LawBeefaroni wrote: Tue Jun 09, 2020 5:56 pm
Isgrimnur wrote: Tue Jun 09, 2020 3:51 pm Euractiv
...
At the same meeting, Trump signed an order instantly removing fishing restrictions imposed under president Barack Obama on 5,000 square miles (12,949 square km) of ocean off the coast of Maine.
This is why people go out of their way to ingratiate themselves to this idiot. It's why he gets $250K a plate for fundraisers. If you get his ear, he'll do you a solid without a second thought. I mean even if you think the fishing restrictions should be removed, wouldn't you want at least some kind of input from an expert in the field? Anything?

Not this fucking idiot. But you know what? It's been working for him so no consequences, no change.
He creates so much noise with his rants and bloviating that it sucks all the oxygen out of the room and currently with all the many ills facing us there's very little public attention span for such niceties as gutting environmental and wildlife protections.

Opening ANWR? When Trump actually opened the entire coastal plain of ANWR to oil it was hardly a blip in the news, and that was before any of the current craziness. Merely trying to open the refuge in a more limited manner that at least put window dressing on protecting parts of the key coastal plain exploded on Bush. Oh sure there was coverage on Trump's moves, that's how I know about it, but I have heard nearly 0 public discussion about this huge loss for nature.

Being an asshole we can't stop talking about is his superpower.

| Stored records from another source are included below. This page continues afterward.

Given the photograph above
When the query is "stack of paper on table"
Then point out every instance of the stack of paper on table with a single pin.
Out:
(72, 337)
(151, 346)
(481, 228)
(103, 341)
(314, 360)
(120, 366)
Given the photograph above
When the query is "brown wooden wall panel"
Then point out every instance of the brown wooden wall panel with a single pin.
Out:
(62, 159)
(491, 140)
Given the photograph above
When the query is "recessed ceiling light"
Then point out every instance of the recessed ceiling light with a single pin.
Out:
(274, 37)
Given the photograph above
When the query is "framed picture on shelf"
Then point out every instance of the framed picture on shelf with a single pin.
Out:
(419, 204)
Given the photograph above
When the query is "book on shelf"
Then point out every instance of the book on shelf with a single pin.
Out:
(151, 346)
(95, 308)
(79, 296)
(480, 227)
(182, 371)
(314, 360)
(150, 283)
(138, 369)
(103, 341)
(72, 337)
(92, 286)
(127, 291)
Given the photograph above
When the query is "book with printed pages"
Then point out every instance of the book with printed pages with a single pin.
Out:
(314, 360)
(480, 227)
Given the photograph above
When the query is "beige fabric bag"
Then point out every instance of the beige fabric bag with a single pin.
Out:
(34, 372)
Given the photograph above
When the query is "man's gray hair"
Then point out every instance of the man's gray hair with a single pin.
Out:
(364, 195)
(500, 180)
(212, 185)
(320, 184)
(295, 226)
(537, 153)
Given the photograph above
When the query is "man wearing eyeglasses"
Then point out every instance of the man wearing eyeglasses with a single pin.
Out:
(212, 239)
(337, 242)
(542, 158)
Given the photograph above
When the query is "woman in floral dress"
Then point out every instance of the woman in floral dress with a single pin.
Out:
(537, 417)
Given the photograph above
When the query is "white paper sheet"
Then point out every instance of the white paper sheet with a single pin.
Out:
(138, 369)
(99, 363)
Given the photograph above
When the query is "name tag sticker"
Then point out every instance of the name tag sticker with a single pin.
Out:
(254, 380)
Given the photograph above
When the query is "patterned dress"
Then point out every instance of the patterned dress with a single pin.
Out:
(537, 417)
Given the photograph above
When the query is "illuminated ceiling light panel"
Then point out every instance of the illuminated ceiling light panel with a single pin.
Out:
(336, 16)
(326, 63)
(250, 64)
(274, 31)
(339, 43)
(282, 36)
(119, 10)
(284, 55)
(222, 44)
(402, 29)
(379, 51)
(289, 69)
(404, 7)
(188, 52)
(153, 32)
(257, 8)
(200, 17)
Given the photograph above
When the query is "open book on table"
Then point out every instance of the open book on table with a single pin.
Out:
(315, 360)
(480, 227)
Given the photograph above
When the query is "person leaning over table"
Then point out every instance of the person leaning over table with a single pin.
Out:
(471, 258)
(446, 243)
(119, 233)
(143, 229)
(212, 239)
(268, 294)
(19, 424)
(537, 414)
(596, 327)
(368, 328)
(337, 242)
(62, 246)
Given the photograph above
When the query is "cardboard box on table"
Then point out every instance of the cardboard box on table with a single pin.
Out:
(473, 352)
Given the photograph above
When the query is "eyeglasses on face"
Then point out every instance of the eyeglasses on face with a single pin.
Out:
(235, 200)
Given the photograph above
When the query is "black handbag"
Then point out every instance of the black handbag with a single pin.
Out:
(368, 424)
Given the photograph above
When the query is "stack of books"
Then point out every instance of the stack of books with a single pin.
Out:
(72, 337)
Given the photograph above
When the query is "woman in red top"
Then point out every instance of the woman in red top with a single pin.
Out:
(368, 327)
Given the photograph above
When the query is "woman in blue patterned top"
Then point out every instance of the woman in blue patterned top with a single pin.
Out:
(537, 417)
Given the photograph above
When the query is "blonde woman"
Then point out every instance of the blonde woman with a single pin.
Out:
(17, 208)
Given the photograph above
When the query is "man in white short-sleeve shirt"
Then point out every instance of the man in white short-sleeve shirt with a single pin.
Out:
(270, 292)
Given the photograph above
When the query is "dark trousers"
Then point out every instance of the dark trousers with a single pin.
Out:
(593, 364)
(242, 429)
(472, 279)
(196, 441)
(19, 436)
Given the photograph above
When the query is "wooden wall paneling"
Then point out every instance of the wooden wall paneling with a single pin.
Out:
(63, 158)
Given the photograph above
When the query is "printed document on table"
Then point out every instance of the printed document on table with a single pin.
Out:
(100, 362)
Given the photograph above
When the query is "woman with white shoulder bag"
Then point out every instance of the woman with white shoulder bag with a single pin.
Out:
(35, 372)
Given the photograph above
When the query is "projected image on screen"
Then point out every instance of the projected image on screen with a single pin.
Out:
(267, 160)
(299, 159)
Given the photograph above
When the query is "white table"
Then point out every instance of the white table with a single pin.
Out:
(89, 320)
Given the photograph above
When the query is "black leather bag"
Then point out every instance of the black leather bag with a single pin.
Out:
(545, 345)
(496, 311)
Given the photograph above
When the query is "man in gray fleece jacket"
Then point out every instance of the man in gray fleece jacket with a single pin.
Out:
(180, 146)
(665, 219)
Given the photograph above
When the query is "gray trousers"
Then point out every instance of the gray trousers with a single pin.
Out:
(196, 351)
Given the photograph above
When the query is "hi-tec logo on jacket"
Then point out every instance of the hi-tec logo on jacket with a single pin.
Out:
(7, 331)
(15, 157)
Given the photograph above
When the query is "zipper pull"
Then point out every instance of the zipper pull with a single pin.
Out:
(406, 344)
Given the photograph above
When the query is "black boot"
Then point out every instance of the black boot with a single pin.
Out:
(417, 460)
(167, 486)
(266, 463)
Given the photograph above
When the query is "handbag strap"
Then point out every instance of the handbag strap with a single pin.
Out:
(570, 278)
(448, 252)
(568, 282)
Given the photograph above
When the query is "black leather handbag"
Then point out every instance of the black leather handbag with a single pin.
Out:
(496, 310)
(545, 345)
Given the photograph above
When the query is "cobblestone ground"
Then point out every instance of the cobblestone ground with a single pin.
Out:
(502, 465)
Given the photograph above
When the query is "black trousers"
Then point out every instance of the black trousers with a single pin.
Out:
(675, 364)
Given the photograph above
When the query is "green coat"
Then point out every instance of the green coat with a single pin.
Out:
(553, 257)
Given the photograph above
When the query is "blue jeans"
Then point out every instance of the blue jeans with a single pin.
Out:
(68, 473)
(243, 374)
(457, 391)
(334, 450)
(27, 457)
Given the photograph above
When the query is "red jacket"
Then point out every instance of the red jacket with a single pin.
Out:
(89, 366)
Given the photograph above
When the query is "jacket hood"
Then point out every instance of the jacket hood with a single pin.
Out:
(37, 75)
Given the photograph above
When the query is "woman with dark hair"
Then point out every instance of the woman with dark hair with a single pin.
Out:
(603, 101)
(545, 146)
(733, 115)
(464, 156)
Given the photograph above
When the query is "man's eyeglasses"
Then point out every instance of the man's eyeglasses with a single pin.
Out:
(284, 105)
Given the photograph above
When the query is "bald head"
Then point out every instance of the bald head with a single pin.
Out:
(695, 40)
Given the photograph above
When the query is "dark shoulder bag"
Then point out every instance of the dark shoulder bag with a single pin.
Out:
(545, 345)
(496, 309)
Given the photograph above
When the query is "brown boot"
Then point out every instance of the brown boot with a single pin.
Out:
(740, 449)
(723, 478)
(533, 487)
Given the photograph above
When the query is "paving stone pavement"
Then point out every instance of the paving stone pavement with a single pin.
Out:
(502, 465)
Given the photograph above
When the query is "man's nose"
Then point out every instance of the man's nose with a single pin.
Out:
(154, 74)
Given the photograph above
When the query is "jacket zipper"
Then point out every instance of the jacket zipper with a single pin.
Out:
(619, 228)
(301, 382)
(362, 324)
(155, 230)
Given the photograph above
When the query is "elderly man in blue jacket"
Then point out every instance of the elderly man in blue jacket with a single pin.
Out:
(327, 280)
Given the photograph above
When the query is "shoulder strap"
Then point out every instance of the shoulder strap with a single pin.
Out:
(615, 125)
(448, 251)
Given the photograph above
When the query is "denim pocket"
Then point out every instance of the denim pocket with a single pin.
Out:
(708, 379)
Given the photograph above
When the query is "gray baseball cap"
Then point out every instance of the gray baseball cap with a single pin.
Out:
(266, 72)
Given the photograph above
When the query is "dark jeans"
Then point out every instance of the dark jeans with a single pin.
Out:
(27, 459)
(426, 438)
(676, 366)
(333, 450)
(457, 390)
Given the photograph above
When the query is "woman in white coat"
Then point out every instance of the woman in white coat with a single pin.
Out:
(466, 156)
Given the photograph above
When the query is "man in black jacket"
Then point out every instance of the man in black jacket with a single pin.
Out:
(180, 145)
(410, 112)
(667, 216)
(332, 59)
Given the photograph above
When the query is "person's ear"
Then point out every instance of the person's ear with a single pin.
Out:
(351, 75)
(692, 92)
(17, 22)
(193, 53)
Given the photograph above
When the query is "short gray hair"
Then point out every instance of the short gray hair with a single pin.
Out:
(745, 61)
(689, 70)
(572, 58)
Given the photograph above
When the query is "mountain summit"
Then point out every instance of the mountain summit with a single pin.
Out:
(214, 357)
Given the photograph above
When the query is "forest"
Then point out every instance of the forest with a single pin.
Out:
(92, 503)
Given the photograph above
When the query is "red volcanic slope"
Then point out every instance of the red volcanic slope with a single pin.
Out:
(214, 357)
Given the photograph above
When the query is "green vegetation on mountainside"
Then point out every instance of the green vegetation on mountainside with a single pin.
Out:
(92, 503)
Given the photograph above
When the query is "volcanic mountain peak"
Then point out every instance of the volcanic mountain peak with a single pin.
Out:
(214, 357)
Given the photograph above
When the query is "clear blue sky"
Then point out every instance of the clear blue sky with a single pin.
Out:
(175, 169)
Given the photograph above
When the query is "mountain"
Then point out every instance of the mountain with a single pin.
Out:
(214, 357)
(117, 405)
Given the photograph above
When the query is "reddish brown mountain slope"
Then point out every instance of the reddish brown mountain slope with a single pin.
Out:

Edit: This is why if you value something you need more than a law to protect it. National Park and Wilderness legal protections are really nothing more than words on paper without invested people to fight for their continued existence. Don't get me wrong, I have fought for wilderness declarations and other protections and believe in that model but we need the human culture/capital to sustain them once they exist.